JUNEAU — Legislative leaders have ordered the removal of a plum perch for lobbyists, visitors and staff on the Capitol's second floor, citing congestion and security risks.
For decades, the Capitol's second-floor benches, between the entrances to the House and Senate chambers, have provided front-row seating for legislative spectators, as well as a platform for influence-peddling. They're in a prime location next to high-traffic committee rooms, a legislators'-only cafeteria, the Capitol's main staircase and the expansive offices of House Speaker Mike Chenault, R-Nikiski.
But with lawmakers re-evaluating their security systems after a woman shot and killed herself outside the Capitol last week, the benches have been removed "until further notice," said Sen. Charlie Huggins, R-Wasilla.
Huggins chairs the Senate Rules Committee, and made the decision in consultation with his House counterpart, Rep. Craig Johnson, R-Anchorage.
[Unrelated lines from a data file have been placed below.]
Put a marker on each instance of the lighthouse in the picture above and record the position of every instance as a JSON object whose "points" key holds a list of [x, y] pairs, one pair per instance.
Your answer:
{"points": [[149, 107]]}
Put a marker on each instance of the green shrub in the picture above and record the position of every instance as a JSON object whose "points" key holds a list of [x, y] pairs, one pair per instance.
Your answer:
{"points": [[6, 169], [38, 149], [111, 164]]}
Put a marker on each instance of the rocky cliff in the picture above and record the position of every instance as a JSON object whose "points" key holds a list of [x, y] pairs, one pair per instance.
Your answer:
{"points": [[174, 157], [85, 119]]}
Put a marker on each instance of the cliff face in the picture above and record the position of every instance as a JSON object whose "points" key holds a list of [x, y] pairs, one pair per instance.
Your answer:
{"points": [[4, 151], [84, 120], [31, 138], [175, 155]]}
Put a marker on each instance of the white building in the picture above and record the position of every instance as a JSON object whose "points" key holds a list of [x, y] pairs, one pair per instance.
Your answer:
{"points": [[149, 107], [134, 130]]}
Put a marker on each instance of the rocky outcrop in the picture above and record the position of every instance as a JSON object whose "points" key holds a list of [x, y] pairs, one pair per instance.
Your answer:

They were concerned about the "congestion" created by the benches, and that dangerous objects could be hidden underneath them, Huggins said.
Visitors and lobbyists can still sit in a public lounge just down the hall, said Huggins.
"So people have a place," he said. "Just maybe not the one that they're historically accustomed to."
Some legislators were astonished to hear the news of the benches' long-term removal. (The change came after a weekend miniature golf tournament held in the Capitol, an annual event that typically results in some temporary interior redecorating.)
"Are you kidding me?" asked Anchorage Rep. Chris Tuck, the leader of the Democratic minority.
After the shooting last week, Tuck said he heard some legislators were worried about the potential for hiding a bomb under the benches — an idea he called "ridiculous."
"People like to get pretty dramatic," he said. "Moving the benches isn't going to do anything."
For lobbyists, the change presented a more practical problem by uprooting a de facto workspace.
"Ashley's office just disappeared!" said Eldon Mulder, a former legislator who now lobbies for an array of business and municipal interests. He was referring to Ashley Reed, another lobbyist famous for stationing himself on the second floor.
Reed, in an interview, made a prediction about the furniture's future that he said was grounded in his 33 years of lobbying experience.
"Over the 33 years, the benches have disappeared a couple of times," Reed said. "They always show up again."
For now, lobbyists can still sit down the hall. And, they'll also have a better spot to sit if they need to lobby House Democrats, whose support is needed to access a key state savings account expected to be used to balance the budget.
That's because the benches were moved to the fourth floor — the same floor as Tuck's office.